Topic: Tomotherapy-An Intensity-Modulated Radiation therapy(IMRT) Treatment
Additional info: for the difference bettween EBRT and IMRT
Its differenence in that IMRT use 3D radiation planning the treatment and utilizes VARIABLE,computer controlled intensities within each beam,in contrast to the uniform doses,which is FIXED, in each 3D-CRT beam such in the treatment with EBRT.
Compare to most other treatment techniques,IMRT can achieve a higher degree of accuracy to the planned tagget-the tumor,while sparing normal tissue. it is similar to Cyberknife (Robotic Linac IMRT) But Cyberknife provides more flexibility than EBRT and tomoptherapy IMRT.-from uptodate.com IMRT literature review ver.19.3 Sept.2011
Below is the info for tomotherapy provided by www.tomotherapy.com
What is TomoTherapy?
TomoTherapy is a new way to deliver radiation treatment for cancer. TomoTherapy literally means "slice therapy," and gets its name from tomography, or cross-sectional imaging. The TomoTherapy Hi·Art System® delivers a very sophisticated form of intensity-modulated radiotherapy (IMRT), and combines treatment planning, CT image-guided patient positioning, and treatment delivery into one integrated system.
The equipment used for TomoTherapy looks much like a computed tomography (CT) system: the patient lies on a couch that moves continuously through a rotating ring gantry. The gantry houses a linear accelerator, which delivers radiation in the shape of a fan beam as the ring is turning. With the couch moving at the same time the gantry is rotating, the radiation beam makes a spiral (or helical) pattern around the patient, targeting tumors with optimal levels of radiation while minimizing the dose to healthy areas.What is the advantage of TomoTherapy?
The advantage of TomoTherapy is having a radiation treatment beam projected into the tumor continuously as it rotates, rather than having a limited number of fixed beams, each providing only a fraction of the dose necessary to irradiate the tumor. With the TomoTherapy Hi·Art System®, physicians can adjust the size, shape, and intensity of the radiation beam to target the radiation to the size, shape, and location of the patient's tumor.
In addition, the new TomoTherapy Hi·Art System® integrates imaging with radiation treatment, which provides physicians with full three-dimensional information for accurate daily patient positioning.
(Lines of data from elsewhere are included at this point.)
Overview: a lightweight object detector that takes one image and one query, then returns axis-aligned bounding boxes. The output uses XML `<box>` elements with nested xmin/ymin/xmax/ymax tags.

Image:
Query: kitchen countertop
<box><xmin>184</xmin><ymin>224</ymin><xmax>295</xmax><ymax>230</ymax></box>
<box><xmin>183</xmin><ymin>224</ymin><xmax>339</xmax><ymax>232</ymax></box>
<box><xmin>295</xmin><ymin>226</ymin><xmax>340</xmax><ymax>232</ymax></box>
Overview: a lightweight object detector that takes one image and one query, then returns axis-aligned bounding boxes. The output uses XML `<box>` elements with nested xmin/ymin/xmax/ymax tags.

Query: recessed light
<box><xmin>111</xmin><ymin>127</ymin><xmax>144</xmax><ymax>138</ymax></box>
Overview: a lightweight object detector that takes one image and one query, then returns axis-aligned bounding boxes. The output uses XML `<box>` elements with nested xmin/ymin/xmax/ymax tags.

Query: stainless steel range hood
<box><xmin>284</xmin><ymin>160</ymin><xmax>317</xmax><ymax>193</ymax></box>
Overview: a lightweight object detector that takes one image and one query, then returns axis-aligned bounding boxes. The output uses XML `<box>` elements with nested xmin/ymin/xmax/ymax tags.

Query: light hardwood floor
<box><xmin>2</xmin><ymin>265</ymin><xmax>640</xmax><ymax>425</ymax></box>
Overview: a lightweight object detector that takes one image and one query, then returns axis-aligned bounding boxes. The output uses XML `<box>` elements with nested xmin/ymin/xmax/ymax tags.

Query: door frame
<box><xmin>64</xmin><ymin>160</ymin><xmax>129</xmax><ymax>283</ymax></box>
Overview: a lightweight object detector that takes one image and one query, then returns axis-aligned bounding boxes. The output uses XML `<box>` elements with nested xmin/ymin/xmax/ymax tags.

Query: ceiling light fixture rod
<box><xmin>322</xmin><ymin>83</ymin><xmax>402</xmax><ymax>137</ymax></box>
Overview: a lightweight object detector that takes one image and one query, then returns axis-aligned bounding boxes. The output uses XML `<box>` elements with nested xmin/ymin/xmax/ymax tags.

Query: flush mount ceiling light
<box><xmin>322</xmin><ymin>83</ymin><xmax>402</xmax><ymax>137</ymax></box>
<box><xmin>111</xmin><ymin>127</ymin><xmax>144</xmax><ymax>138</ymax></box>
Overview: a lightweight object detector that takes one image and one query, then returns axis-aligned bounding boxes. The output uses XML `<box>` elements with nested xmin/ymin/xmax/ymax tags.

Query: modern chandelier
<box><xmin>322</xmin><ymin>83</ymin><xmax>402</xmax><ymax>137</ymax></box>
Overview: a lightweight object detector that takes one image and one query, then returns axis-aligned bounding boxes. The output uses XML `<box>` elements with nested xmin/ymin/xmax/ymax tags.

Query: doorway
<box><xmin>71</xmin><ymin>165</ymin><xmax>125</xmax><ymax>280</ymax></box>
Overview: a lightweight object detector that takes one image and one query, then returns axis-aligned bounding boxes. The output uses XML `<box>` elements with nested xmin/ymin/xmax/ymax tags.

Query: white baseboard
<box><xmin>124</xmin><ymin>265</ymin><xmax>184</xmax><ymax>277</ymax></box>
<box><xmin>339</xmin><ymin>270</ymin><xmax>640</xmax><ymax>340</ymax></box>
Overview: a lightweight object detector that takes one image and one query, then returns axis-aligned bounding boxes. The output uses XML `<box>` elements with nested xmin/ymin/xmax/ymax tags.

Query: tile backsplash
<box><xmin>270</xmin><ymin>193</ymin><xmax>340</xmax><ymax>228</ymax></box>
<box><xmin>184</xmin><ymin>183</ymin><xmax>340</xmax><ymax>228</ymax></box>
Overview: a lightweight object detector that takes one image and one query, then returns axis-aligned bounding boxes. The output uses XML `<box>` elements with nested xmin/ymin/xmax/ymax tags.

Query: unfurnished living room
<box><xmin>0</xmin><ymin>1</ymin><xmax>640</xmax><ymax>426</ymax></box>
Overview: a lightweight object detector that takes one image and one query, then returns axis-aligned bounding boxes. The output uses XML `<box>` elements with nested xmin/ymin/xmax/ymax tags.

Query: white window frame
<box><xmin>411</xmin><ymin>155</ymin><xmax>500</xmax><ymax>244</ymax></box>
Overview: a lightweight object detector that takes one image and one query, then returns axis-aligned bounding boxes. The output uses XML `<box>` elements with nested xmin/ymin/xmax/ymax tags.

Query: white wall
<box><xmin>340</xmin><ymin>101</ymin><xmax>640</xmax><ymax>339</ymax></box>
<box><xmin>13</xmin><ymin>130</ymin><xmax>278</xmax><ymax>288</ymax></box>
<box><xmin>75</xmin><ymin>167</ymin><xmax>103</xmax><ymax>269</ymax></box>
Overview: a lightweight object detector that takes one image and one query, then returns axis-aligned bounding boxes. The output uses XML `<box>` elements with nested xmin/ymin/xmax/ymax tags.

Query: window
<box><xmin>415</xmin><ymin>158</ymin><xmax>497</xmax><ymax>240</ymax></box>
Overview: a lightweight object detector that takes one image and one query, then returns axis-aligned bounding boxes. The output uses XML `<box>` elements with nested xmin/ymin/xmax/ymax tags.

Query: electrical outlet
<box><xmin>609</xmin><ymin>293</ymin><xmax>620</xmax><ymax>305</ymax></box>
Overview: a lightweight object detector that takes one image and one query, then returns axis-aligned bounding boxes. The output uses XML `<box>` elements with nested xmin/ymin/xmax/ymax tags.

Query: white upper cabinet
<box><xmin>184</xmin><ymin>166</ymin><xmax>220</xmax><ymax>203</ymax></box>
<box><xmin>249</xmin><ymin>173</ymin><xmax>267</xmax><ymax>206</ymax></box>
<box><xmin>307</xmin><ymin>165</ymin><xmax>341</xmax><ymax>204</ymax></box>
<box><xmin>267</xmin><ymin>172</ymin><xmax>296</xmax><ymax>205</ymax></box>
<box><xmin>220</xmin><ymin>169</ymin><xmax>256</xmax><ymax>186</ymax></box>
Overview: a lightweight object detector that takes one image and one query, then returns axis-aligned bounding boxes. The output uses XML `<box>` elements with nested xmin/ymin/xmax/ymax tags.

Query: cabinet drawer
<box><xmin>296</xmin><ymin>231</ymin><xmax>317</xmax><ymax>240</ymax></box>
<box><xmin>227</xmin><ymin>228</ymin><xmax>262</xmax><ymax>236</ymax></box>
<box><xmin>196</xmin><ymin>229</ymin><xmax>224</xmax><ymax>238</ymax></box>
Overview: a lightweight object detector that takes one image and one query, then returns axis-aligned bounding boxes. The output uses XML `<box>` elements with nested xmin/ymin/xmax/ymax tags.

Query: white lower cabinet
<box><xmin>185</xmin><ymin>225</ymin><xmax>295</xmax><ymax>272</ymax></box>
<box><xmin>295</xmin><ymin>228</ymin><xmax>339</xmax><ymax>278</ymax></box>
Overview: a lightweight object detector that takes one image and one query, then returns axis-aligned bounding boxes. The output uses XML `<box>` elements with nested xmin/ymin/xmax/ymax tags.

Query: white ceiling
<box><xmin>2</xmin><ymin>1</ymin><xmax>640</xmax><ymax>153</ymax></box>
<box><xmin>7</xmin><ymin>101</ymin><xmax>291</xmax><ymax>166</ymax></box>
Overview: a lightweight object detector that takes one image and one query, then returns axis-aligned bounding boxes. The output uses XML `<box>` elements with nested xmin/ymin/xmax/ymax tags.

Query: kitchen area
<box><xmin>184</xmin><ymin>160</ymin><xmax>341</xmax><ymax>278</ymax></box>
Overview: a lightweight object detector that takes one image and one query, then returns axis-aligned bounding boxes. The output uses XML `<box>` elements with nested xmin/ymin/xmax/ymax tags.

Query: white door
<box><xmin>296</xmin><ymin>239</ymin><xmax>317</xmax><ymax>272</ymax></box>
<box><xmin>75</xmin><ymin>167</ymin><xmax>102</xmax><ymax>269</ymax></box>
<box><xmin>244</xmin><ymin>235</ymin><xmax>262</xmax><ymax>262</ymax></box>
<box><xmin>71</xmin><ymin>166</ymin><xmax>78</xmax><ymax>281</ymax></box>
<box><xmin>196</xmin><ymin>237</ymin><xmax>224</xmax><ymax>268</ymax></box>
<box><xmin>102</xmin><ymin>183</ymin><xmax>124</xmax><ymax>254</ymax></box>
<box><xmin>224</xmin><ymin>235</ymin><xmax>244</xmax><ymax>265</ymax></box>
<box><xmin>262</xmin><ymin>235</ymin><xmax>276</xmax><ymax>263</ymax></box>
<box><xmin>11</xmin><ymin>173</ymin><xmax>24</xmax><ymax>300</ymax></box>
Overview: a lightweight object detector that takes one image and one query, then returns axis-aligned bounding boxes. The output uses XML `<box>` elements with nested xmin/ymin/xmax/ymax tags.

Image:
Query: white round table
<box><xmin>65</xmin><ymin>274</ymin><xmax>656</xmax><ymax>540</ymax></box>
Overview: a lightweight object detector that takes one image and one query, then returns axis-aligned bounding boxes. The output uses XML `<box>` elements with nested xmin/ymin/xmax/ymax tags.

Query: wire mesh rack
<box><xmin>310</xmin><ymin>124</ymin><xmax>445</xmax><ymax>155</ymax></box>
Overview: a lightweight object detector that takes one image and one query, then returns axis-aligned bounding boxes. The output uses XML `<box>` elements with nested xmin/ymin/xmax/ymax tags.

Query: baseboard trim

Its TomoImage® capabilities allow physicians to verify the position of the tumor before each treatment session, so adjustments can be made on the spot to make sure that radiation is delivered exactly where it should be.
How does TomoTherapy work?
The Tomo® Process combines treatment planning, CT image-guided patient positioning, and treatment delivery into one integrated system:
Before beginning TomoTherapy treatment, the physician uses three-dimensional images and special software to define the precise contours for each tumor. The physician also decides how much radiation the tumor should receive, as well as acceptable levels for surrounding structures. Then the TomoTherapy Hi·Art Planning Station calculates the appropriate pattern, position, and intensity of the radiation to be delivered.
CT Image-Guided Patient Positioning
Precise patient positioning is crucial for effective radiation treatment. With the TomoTherapy Hi·Art System®, physicians can take a special CT scan, called a TomoImage®, just before each treatment to verify the tumor's location and adjust the patient's position, if necessary. This is extremely useful since a patient's position may change slightly from session to session and certain types of tumors, such as prostate cancers, can change shape or shift from day to day. With the TomoTherapy Hi·Art System®, physicians can make sure that the radiation is directed precisely from one session to the next.
TomoTherapy combines intensity modulated radiation therapy (IMRT) with a spiral delivery pattern. Photon radiation is produced by a linear accelerator (or linac), which rotates multiple times around the patient. The linac moves in association with a device called a multileaf collimator, or MLC. The computer-controlled MLC has two sets of interlaced leaves that modulate radiation beam while the patient, located on the treatment couch, moves slowly through the center of the gantry ring.